Apenas no último semestre da graduação é oferecida a disciplina Proteção Ambiental, que envolve temáticas relacionadas à sustentabilidade e segurança de colaboradores. No curso de Engenharia de Minas da USP é oferecida uma disciplina que introduz a engenharia ambiental e outra de gerenciamento de risco de segurança, ambas no penúltimo semestre da graduação.

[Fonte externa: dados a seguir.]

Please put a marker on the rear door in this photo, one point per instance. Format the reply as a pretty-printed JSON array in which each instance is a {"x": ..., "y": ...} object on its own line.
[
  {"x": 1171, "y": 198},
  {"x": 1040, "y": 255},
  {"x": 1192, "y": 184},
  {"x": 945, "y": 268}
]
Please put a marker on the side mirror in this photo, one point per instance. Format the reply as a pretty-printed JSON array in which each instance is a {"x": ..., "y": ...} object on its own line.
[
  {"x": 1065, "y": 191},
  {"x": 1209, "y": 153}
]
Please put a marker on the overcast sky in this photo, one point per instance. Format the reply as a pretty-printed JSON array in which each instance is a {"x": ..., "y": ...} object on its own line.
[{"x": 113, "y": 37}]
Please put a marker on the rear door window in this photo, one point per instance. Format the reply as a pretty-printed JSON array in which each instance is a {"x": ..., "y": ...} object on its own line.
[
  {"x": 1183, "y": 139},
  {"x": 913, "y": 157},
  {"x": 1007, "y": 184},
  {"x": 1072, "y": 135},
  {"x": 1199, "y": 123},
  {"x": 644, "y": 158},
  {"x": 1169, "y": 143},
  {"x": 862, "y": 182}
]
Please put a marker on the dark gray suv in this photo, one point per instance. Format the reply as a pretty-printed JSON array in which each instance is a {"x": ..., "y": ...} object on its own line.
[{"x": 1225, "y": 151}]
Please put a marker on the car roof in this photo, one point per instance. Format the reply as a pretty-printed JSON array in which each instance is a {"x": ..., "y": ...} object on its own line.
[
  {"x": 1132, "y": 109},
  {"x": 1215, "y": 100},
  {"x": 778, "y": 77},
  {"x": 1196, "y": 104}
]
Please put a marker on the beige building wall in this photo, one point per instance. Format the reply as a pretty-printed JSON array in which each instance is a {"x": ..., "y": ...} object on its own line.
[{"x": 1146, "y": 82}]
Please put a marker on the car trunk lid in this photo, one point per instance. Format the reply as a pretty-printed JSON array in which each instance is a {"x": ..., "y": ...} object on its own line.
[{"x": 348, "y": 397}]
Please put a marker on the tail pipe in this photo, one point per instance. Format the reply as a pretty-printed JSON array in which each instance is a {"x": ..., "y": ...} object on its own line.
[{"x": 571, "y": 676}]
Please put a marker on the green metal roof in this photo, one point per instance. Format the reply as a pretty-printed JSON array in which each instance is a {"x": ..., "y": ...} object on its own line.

Um dos fatores que chama atenção nesse estudo panorâmico dos currículos de Engenharia de Minas é a quantidade de cursos com nota igual ou inferior a “3” no Enade, nota mínima para seu funcionamento. Segundo dados disponíveis pelo Ministério da Educação (MEC), das 29 graduações brasileiras, sete possuem nota “2” no exame (Ufop, Ceulp, UFBA, Finom, UFCG, FKBH e Unipac). A situação mais calamitosa é a da Universidade Federal de Pernambuco (UFPE), com nota “1”. O MEC recomenda que as instituições tirem pelo menos “3” na avaliação (numa escala que vai de 1 a 5), considerando que faculdades que pontuarem abaixo disso estão sujeitas a punições do Ministério, como o fechamento dos cursos.

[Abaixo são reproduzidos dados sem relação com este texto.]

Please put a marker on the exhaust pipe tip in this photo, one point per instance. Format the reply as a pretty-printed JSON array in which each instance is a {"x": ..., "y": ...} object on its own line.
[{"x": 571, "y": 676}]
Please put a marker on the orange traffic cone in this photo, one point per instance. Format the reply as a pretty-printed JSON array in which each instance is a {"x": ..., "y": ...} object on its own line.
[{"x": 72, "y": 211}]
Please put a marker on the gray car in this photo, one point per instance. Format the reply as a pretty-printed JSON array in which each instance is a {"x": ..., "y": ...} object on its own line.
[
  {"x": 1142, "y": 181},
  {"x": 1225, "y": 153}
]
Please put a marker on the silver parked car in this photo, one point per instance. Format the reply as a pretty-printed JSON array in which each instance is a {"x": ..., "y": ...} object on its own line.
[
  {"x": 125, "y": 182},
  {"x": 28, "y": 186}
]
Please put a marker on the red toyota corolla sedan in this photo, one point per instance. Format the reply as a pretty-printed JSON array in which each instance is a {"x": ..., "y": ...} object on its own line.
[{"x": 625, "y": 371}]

Dentre as que obtiveram resultados insuficientes está a Universidade Federal de Ouro Preto (Ufop), uma das mais tradicionais e a mais antiga instituição a oferecer a graduação em Engenharia de Minas no Brasil. A Universidade tem um campus em Mariana. O curso da Ufop não possui nenhuma disciplina específica de segurança do trabalho, disponibilizando créditos na área de engenharia ambiental e projetos ambientais, sem detalhar a ementa das disciplinas em seu site. O curso de Engenharia de Minas da Faculdade Adjetivo Cetep, de Mariana (MG), é um dos mais novos da área e foi credenciado pelo MEC em 2016 com nota 3.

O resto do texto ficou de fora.